Cell walls as reservoirs of potassium ions for reversible volume changes of pulvinar motor cells during rhythmic leaf movements.

The laminar pulvinus of primary leaves of Phaseolus coccineus L. was investigated with respect to the total K(+) content, the apoplastic K(+) content, and the water potential of extensor and flexor sections in relation to the leaf positions in a circadian leaf-movement cycle, as well as the cation-exchange properties of isolated extensor- and flexor-cell walls. Turgid tissue showed a high total but low apoplastic K(+) content, shrunken tissue a low total but high apoplastic K(+) content. Thus, part of the K(+) transported into and out of the swelling or shrinking protoplasts is shuttled between the protoplasts and the surrounding walls, another part between different regions of the pulvinus. The K(+) fraction shuttled between protoplasts and walls was found to be 30-40% of the total transported K(+) fraction. Furthermore, 15-20% of the total K(+) content of the tissue is located in the apoplast when the apoplastic reservoir is filled, 5-10% when the apoplastic reservoir is depleted.
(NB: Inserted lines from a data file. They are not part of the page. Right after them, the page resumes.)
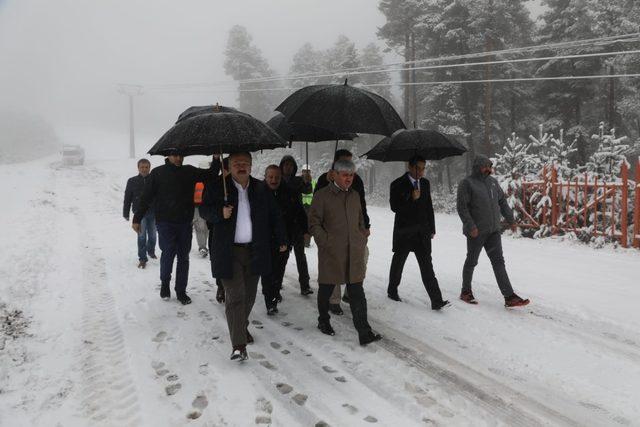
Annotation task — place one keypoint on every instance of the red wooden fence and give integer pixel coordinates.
(583, 204)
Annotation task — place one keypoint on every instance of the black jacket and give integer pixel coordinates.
(292, 211)
(357, 185)
(295, 183)
(414, 221)
(265, 221)
(132, 194)
(170, 188)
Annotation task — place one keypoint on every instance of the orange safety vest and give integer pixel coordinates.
(197, 193)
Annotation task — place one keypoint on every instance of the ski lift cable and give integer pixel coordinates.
(447, 66)
(576, 43)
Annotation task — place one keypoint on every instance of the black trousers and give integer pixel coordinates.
(301, 260)
(272, 282)
(357, 303)
(423, 256)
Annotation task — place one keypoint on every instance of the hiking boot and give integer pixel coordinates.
(325, 328)
(184, 298)
(515, 301)
(239, 353)
(336, 309)
(165, 291)
(467, 296)
(440, 305)
(369, 337)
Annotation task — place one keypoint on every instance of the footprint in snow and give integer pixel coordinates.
(160, 336)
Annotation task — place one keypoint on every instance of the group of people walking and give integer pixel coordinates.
(253, 226)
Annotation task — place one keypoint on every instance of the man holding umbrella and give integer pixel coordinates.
(244, 216)
(337, 226)
(170, 188)
(413, 228)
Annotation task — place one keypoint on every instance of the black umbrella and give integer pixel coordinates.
(405, 144)
(204, 109)
(341, 109)
(211, 133)
(298, 132)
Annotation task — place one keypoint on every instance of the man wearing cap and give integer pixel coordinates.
(170, 188)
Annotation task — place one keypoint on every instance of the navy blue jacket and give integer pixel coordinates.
(265, 221)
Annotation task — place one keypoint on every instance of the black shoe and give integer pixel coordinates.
(394, 296)
(184, 298)
(370, 337)
(325, 328)
(440, 305)
(165, 291)
(239, 353)
(336, 309)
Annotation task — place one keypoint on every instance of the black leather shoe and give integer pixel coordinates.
(325, 328)
(370, 337)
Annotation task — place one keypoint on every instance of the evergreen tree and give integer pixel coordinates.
(243, 60)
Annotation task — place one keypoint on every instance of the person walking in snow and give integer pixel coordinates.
(413, 228)
(297, 185)
(358, 186)
(338, 228)
(243, 225)
(132, 195)
(481, 204)
(295, 223)
(170, 188)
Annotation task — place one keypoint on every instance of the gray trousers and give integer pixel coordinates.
(240, 295)
(492, 244)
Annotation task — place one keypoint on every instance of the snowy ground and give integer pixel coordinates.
(86, 340)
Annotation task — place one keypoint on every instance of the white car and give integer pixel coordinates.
(72, 155)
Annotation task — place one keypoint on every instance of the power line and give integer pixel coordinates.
(600, 41)
(442, 82)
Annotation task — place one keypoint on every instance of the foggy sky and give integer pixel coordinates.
(63, 58)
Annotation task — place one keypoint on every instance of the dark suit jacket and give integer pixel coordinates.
(266, 221)
(414, 222)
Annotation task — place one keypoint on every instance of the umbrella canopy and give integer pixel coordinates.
(405, 144)
(304, 133)
(341, 109)
(217, 132)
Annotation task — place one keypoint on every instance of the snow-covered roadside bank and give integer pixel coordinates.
(101, 348)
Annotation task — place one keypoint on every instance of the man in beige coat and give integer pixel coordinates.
(337, 225)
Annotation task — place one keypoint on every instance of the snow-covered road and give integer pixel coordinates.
(95, 345)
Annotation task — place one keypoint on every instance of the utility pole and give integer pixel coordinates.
(131, 91)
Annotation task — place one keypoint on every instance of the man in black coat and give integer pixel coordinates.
(297, 185)
(243, 225)
(413, 228)
(132, 194)
(170, 188)
(324, 180)
(295, 224)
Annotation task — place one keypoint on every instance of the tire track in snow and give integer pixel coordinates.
(108, 394)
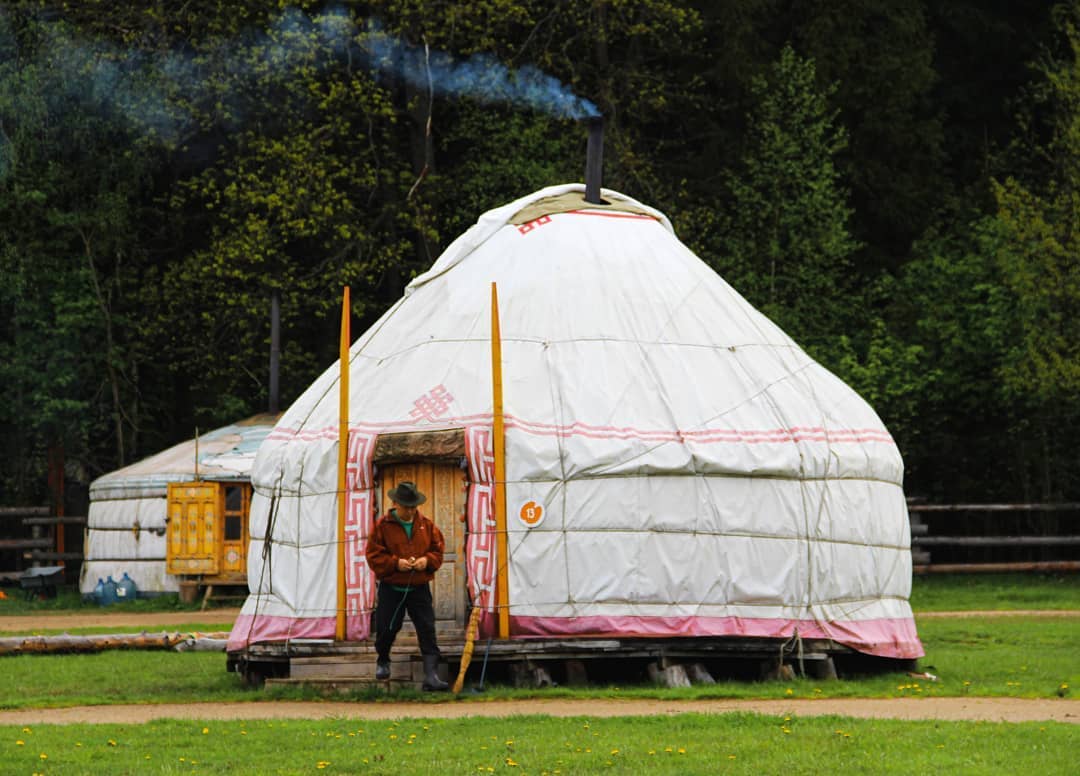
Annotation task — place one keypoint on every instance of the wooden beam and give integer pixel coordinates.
(62, 520)
(997, 568)
(502, 581)
(25, 543)
(346, 340)
(416, 445)
(24, 511)
(38, 555)
(1071, 506)
(997, 541)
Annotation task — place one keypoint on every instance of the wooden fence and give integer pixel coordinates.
(32, 534)
(988, 538)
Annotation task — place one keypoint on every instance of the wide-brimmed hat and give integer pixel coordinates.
(406, 494)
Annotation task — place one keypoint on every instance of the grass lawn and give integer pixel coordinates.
(70, 601)
(684, 744)
(953, 593)
(997, 656)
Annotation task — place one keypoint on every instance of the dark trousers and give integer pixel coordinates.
(390, 614)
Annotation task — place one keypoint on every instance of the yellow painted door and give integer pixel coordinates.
(445, 487)
(194, 528)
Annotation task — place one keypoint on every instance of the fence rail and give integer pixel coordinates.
(973, 530)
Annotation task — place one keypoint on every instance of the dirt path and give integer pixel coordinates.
(988, 709)
(1000, 613)
(972, 709)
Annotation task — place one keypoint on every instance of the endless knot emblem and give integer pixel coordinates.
(432, 404)
(526, 228)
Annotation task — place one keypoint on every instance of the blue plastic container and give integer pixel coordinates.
(125, 588)
(109, 593)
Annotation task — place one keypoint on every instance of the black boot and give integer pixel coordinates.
(431, 680)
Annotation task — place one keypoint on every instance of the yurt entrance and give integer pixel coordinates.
(429, 460)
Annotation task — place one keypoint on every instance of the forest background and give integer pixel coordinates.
(895, 182)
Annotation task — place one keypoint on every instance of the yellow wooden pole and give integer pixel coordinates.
(342, 460)
(502, 582)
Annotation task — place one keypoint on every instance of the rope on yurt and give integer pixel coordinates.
(266, 555)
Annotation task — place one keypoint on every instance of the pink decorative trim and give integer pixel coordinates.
(888, 637)
(703, 436)
(481, 552)
(255, 628)
(359, 521)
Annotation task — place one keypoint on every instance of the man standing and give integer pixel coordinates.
(405, 550)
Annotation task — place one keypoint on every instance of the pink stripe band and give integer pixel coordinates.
(837, 436)
(887, 637)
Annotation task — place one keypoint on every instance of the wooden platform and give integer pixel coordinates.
(345, 666)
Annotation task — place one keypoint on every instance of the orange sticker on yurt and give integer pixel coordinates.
(531, 514)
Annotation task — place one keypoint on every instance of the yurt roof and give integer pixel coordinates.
(225, 453)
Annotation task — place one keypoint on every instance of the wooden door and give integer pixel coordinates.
(444, 484)
(194, 528)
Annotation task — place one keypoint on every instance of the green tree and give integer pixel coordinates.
(786, 245)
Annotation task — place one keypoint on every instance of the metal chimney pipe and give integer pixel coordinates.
(594, 161)
(274, 349)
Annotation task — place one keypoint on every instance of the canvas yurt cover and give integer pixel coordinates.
(125, 528)
(676, 465)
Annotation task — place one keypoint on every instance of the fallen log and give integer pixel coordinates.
(99, 642)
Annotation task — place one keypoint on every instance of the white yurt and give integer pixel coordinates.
(675, 464)
(125, 528)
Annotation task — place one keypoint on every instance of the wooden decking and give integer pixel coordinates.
(342, 666)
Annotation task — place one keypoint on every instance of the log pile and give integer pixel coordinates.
(99, 642)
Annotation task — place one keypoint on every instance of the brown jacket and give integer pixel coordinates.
(389, 542)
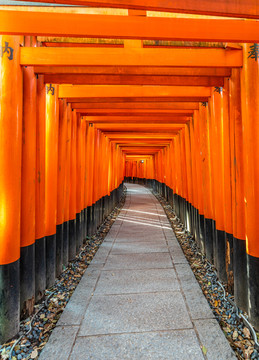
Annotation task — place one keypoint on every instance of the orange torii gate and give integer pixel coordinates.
(178, 117)
(222, 8)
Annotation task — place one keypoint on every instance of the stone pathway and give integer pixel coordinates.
(138, 300)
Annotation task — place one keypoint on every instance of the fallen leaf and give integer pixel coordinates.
(204, 350)
(235, 335)
(34, 354)
(246, 333)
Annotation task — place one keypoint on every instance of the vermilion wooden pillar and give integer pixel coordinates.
(40, 243)
(67, 187)
(72, 189)
(238, 204)
(52, 125)
(79, 237)
(10, 185)
(250, 115)
(61, 178)
(206, 180)
(27, 265)
(217, 115)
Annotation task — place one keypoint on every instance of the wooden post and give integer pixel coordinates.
(10, 185)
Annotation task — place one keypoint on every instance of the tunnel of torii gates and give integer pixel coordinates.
(166, 94)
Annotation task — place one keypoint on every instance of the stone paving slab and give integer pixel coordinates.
(139, 261)
(60, 343)
(138, 299)
(136, 281)
(138, 247)
(214, 340)
(113, 314)
(168, 345)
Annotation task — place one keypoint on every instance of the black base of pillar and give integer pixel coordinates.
(83, 220)
(40, 268)
(27, 279)
(240, 273)
(214, 236)
(59, 249)
(208, 239)
(9, 300)
(202, 232)
(229, 262)
(79, 237)
(85, 225)
(253, 290)
(72, 240)
(50, 260)
(221, 255)
(89, 224)
(65, 242)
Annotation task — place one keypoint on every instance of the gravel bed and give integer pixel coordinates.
(236, 332)
(35, 331)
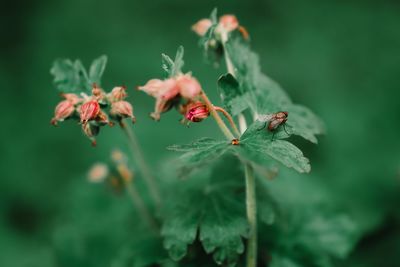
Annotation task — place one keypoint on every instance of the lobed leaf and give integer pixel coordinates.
(214, 206)
(199, 153)
(72, 77)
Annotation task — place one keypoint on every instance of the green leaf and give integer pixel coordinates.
(303, 122)
(235, 102)
(199, 153)
(173, 67)
(266, 96)
(212, 203)
(97, 69)
(71, 76)
(282, 261)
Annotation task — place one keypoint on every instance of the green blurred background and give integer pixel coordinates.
(340, 58)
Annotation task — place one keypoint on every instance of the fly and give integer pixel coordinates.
(273, 121)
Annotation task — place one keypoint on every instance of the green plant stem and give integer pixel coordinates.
(251, 210)
(228, 134)
(251, 200)
(138, 157)
(230, 120)
(138, 202)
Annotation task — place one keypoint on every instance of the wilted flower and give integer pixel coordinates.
(196, 112)
(98, 173)
(73, 98)
(164, 91)
(63, 110)
(168, 93)
(228, 23)
(122, 109)
(201, 27)
(89, 111)
(188, 86)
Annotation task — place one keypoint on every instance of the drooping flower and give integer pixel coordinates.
(73, 98)
(228, 23)
(117, 93)
(164, 91)
(188, 86)
(122, 109)
(201, 27)
(89, 111)
(63, 110)
(98, 173)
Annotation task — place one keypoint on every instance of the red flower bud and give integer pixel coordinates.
(117, 93)
(197, 112)
(201, 27)
(89, 111)
(122, 109)
(73, 98)
(188, 86)
(63, 110)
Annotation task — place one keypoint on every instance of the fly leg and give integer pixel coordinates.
(264, 125)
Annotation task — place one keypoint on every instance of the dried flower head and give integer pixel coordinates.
(228, 23)
(188, 86)
(117, 93)
(122, 109)
(201, 27)
(196, 112)
(98, 173)
(89, 111)
(63, 110)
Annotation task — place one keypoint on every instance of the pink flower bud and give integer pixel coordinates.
(122, 109)
(197, 112)
(63, 110)
(118, 93)
(165, 89)
(98, 173)
(73, 98)
(229, 22)
(201, 27)
(189, 87)
(89, 111)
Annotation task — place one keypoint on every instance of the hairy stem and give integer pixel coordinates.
(229, 118)
(251, 201)
(251, 210)
(138, 157)
(228, 134)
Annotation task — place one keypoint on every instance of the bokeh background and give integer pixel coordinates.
(340, 58)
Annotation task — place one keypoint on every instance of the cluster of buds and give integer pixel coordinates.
(181, 92)
(94, 111)
(225, 25)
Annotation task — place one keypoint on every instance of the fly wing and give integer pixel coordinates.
(264, 117)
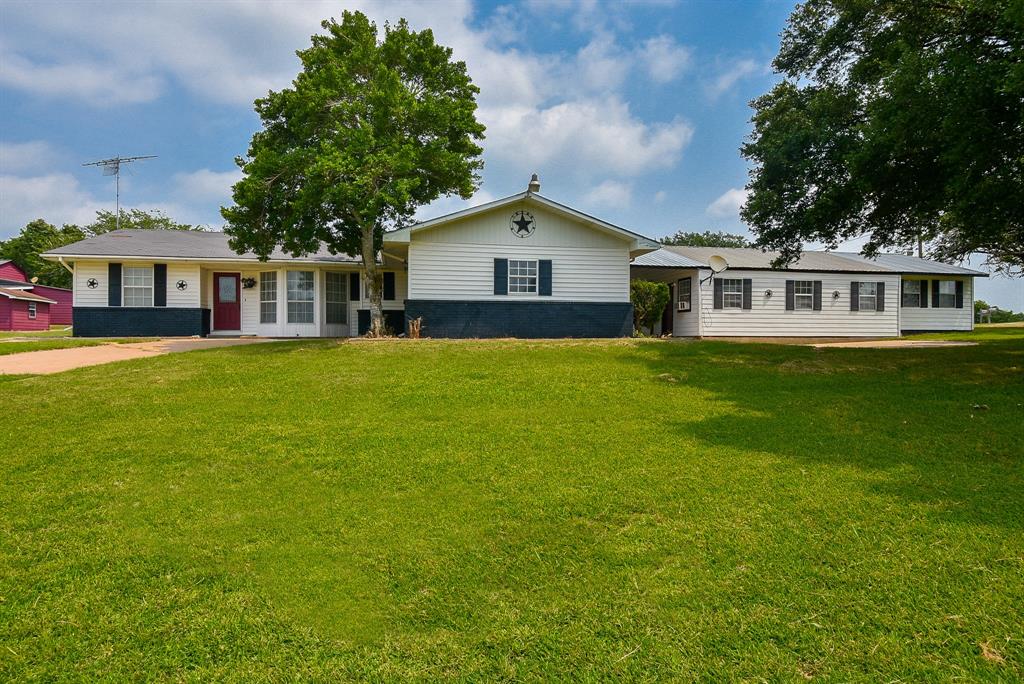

The ion-exchange properties of walls of extensor and flexor cells appear identical in situ and in isolated preparations. The walls behave as cation exchangers of hhe weak-acid type with a strong dependence of the activity of fixed negative charges as well as of the K(+)-storing capacity on pH and [K(+)] of the equilibration solution. The high apoplastic K(+) contents of freshly cut tissues reflect the cation-storing capacity of the isolated walls. We suggest that K(+) ions of the Donnan free space are used for the reversible volume changes (mediating the leaf movement) mainly by an electrogenic proton pump which changes the pH and-or the [K(+)] in the water free space of the apoplast.